Theoretical insights into strong intrinsic piezoelectricity of blue-phosphorus-like group-IV monochalcogenides

Abstract

On the basis of known structures of β-GeTe bulk and the derived monolayer, we proposed a series of structural analogues MXs (M = Ge, Sn; X = S, Se, Te) with an intrinsic built-in electric field via a substitution strategy. Using first-principles calculations, we demonstrated that these MX monolayers and bulks are thermodynamically, dynamically and mechanically stable, and the stabilities of bulks are more robust than the monolayer counterparts.

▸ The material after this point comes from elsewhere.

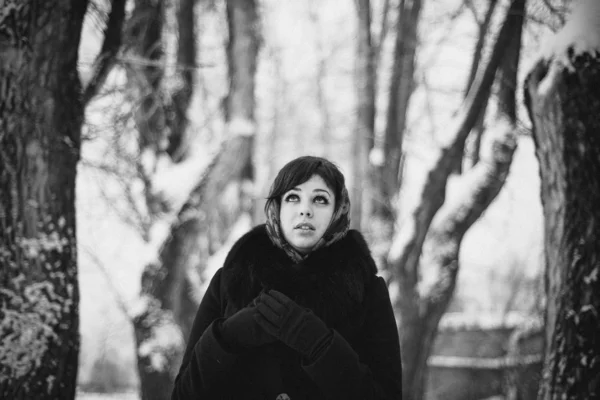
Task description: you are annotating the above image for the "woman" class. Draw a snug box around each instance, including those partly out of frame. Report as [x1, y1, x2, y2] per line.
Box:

Electronic calculations showed that the monolayers have large band gaps ranging from 2.38 to 3.27 eV while the bulks have pronounced small band gaps ranging from 0.06 to 0.78 eV. The calculated piezoelectric coefficients d11 for the MX monolayers are in the range from 6.6 to 10.9 pm/V. Strikingly, the calculated d33 for the MX bulks are as high as 40.3–213.7 pm/V. By correlating atomic polarizability, atomic mass, relative ion motion, Bader charge and lattice parameters, we proposed an empirical model to estimate the piezoelectric coefficients for the two-dimensional (2D) MXs, where a nice match between the estimated ones and the calculated ones was found. The versatile electronic properties and large piezoelectric coefficients endow MXs a broad prospect of application in optoelectronic and piezoelectric devices, and the revealed underlying mechanisms offer valuable guidelines for seeking novel piezoelectrics.